The Garden of the Five Trees

By Salvador Espriu, translated by Andrew Kaufman and Antonio Cortijo Ocana

After, when it had already
caused me much harm and
I could do almost nothing but smile,
I chose the simplest
words, to tell myself
how the sun’s gold
passed lightly over the ivy
in the garden of the five trees.
It was a brief yellow of sunset,
in the winter, while the last
winding fingers of water
fell from high clouds,
and the strange time compelled me
to enter prisons of silence.
 


About the authors:

Salvador Espriu (1913-1985) published nine books of poetry, had three plays produced, and  while in his late teens and early twenties published six novels before giving up fiction to concentrate on poetry.  Nearly forty years after his death he continues to be regarded as Catalonia's de facto national poet.  During his lifetime he won every major literary prize available to Catalan poets. Described by Harold Bloom as "an extraordinary poet by any international standard" and "deserving of a Nobel prize," Espriu's poetry is all but unavailable in English and unknown this side of Catalonia and Spain due largely to the obscurity of the Catalan in which he wrote. The cumulative impact of the Spanish Civil War and Franco's suppression of the Catalan language and culture, and the childhood deaths of a sister and brother along with his own near death from a bronchial illness that required three years of bed rest is reflected in many of his poems.  He devoted the time spent convalescing to an intensive reading program focused on ancient Greek, Latin, Hebraic, and Egyptian literature that likewise had a major influence on his work. When well enough he traveled extensively in Italy, Greece, Egypt, and what was then Palestine. Following the death of  his father, Espriu spent two dispiriting decades laboring in a notary (a type of law practice) to support his mother and surviving siblings. He lived with a sister his entire adult life which was uneventful except for the succession of literary prizes he won, the death of his close friend and mentor, the symbolist poet Barteneu Rossello-Porcel, when both were in their mid twenties, and the impact of the Spanish Civil War and its aftermath.

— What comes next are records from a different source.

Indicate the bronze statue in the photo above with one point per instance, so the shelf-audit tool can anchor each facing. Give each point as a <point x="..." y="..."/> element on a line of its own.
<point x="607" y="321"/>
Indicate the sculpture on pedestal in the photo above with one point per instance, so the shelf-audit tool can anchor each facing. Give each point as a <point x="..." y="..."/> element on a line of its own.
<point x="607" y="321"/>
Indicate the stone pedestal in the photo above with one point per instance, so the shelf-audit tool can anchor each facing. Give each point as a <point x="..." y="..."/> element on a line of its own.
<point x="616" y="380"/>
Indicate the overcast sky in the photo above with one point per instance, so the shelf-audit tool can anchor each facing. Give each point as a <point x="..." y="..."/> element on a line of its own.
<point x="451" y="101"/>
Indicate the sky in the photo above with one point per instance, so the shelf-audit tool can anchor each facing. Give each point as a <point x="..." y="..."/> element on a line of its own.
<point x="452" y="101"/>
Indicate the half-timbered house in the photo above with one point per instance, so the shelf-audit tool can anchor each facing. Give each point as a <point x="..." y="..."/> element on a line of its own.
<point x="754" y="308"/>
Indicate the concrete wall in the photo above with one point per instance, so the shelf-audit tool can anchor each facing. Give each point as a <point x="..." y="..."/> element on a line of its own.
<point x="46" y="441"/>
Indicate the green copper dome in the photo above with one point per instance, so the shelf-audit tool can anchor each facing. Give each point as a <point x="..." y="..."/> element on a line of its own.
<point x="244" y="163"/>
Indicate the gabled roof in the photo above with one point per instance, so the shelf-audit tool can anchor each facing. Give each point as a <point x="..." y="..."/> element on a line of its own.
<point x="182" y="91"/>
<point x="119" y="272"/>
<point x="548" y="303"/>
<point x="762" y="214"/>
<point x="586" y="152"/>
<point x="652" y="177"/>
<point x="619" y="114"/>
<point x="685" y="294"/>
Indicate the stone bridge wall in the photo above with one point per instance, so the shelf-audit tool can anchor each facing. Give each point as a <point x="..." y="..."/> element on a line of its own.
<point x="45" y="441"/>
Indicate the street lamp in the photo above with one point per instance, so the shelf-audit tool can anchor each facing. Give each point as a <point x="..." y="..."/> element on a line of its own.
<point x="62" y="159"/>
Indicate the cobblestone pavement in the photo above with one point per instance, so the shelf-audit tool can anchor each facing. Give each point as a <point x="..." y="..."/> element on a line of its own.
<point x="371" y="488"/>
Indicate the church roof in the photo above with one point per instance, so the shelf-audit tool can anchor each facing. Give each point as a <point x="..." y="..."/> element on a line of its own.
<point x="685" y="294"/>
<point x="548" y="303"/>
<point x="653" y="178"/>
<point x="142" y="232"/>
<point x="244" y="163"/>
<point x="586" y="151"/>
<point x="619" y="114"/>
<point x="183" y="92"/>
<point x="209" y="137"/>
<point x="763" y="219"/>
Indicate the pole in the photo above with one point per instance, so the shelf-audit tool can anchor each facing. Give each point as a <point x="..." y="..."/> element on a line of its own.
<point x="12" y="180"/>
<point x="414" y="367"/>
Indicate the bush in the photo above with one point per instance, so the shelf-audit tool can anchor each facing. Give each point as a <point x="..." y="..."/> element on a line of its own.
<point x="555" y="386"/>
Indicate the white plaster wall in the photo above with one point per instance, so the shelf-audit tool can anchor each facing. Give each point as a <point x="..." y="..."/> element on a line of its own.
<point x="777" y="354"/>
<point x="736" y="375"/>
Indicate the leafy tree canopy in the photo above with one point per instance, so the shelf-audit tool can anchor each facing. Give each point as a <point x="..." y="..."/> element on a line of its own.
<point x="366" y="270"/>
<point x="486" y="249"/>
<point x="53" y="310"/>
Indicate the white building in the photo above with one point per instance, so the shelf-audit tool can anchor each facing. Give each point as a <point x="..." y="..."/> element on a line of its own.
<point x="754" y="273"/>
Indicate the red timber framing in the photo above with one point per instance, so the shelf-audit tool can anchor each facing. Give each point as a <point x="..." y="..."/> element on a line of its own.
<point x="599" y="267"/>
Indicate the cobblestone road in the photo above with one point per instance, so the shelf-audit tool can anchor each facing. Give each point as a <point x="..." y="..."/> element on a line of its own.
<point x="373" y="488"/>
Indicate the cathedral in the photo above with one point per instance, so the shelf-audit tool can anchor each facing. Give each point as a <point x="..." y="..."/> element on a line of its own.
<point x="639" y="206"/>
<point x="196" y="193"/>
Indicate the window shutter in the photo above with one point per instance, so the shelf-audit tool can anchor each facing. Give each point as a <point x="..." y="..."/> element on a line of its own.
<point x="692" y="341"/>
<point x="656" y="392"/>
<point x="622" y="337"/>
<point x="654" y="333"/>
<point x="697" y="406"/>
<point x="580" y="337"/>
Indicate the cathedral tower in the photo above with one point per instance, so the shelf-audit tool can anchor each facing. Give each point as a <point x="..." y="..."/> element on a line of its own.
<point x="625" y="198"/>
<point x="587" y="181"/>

Antonio Cortijo Ocaña, is a Professor in the Department of Spanish and Portuguese Studies at the University of California, Santa Barbara, where he is the founding Director of the Center for Catalan Studies and the founding editor of the journal eHumanista (www.ehumanista.ucsb.edu). A native Catalan speaker, he has written over 50 books including six volumes of translations, plus critical editions of texts in Catalan, Latin, Spanish, Portuguese, and Italian, and monographs on Iberian Peninsula and colonial Latin-American culture, history, religion, and literature.  He received the 2001 Diputación de Sevilla award for his Theory of History and Political Theory in 16th-century Spain; the 2011 Scripta Humanistica award for his Catalan Humanism (together with J. Butinyà); and the 2017 Francesco Saverio Nitti award for his translation of Ramon Llull´s A Contemporary Life (Vita coaetanea) from Latin into Spanish and English.

Andrew Kaufman is the author of Earth's Ends, winner of the Pearl Poetry Award; The Cinnamon Bay Sonnets, winner of the Center for Book Arts Book Award; Both Sides of the Niger (Spuyten Duyvil Press); the Complete Cinnamon Bay Sonnets (Rain Mountain Press); and The Rwanda Poems: Voices and Visions from the Genocide (New York Quarterly Books), based on interviews he conducted in Rwanda with genocide survivors and, in prisons, with convicted perpetrators of the genocide.   He is a recipient of an NEA award in poetry and has taught literature and writing at numerous universities and colleges.  He earned his doctorate in English Literature at the University of Toronto. His co-translations, with Antonio Cortijo Ocana, of Salvador Espriu's poetry have appeared in a number of journals and magazines including World Literature Today, Commonweal, Another Chicago Magazine, North Dakota Quarterly, Today's American Catholic, and On the Seawall.